[Do not merge] CI test, cmake option to enable address santitizer. #2890

bernhardu · 2021-06-10T03:49:40Z

This are the patches of my recent address santizer work.

With these all tests pass except two.
But at least some take much longer, the whole run around 24 minutes instead of 9.

The tests nested_detach-no-syscallbuf and nested_detach-32-no-syscallbuf do not finish even with 980 seconds timeout, and given the tests nested_detach and nested_detach-32 finish also with asan in a few seconds, I guess they show a hanging test.

What do you think? Is there something already suitable for merging?

bernhardu · 2021-06-10T11:28:31Z

From #2883: We would also need to be able to run rr with the ASAN library dynamically linked, but NOT pass that library name through to rr's spawned children.

Here "dynamically linked" means this?

$ ldd bin/rr
        libasan.so.6 => /usr/lib/x86_64-linux-gnu/libasan.so.6 (0x00007f730ea2e000)
...

Is this "NOT pass that library name" just related to LD_PRELOAD? Could you please give some more details?

rocallahan · 2021-06-10T11:39:52Z

Is this "NOT pass that library name" just related to LD_PRELOAD? Could you please give some more details?

Ah, I was thinking that ASAN uses LD_PRELOAD, but I guess it doesn't the way you're building it.

bernhardu · 2021-06-10T11:49:49Z

Ah, I was thinking that ASAN uses LD_PRELOAD, but I guess it doesn't the way you're building it.

That would be at least needed when inspecting a library built with ASAN with an executable built without.
But yes, while working at the strip_outer_ld_preload change, I got the impression that ASAN prepends itself to LD_PRELOAD when spawning childs to make sure it is the first library. But I could not trace any negative consequence back to it, when running the tests.

Bob131 · 2021-06-11T00:23:21Z

Dang, you beat me to it! I've also been working on this, but it seems I spent too much time messing with hacks ;)

I have some comments (and maybe some patches) that might help.

Bob131 · 2021-06-11T00:25:28Z

CMakeLists.txt

@@ -522,6 +522,12 @@ if (x86ish)
  set(RR_SOURCES ${RR_SOURCES} src/test/x86/cpuid_loop.S)
 endif()

+option(asan "Build with address santitizer enabled.")
+if (asan)
+  set(ASAN_FLAGS "-fno-omit-frame-pointer -fsanitize=address")

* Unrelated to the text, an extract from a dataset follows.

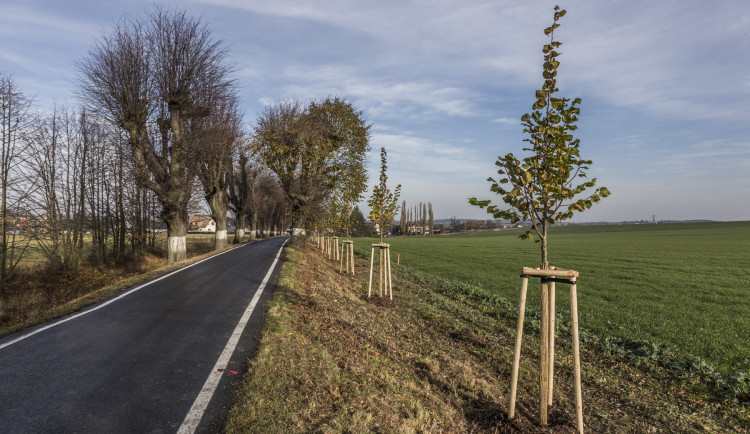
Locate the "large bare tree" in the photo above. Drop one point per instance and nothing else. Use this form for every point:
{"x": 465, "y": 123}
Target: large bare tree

Is -fno-omit-frame-pointer necessary here? If this was because of less-than-useful stacktraces from leaks, there's ASAN_OPTIONS=fast_unwind_on_malloc=false. I'm wondering if -fno-omit-frame-pointer might be causing some of the test timeout issues?

Is -fno-omit-frame-pointer necessary here?

I am just using it because the usage example I looked at had it too. Have to test if that makes a difference.
At least even with this the stack e.g. in 7214d96 was not complete.

Bob131 · 2021-06-11T00:27:35Z

CMakeLists.txt

@@ -1539,7 +1539,7 @@ if(BUILD_TESTS)
  # reduced single-core performance.
  exec_program(cat ARGS "/proc/cpuinfo" OUTPUT_VARIABLE CPUINFO)
  string(REGEX MATCH "^.*(Xeon Phi).*$" CPU_MODEL_PHI ${CPUINFO})
-  if(NOT "${CPU_MODEL_PHI}" STREQUAL "")
+  if(NOT "${CPU_MODEL_PHI}" STREQUAL "" OR asan)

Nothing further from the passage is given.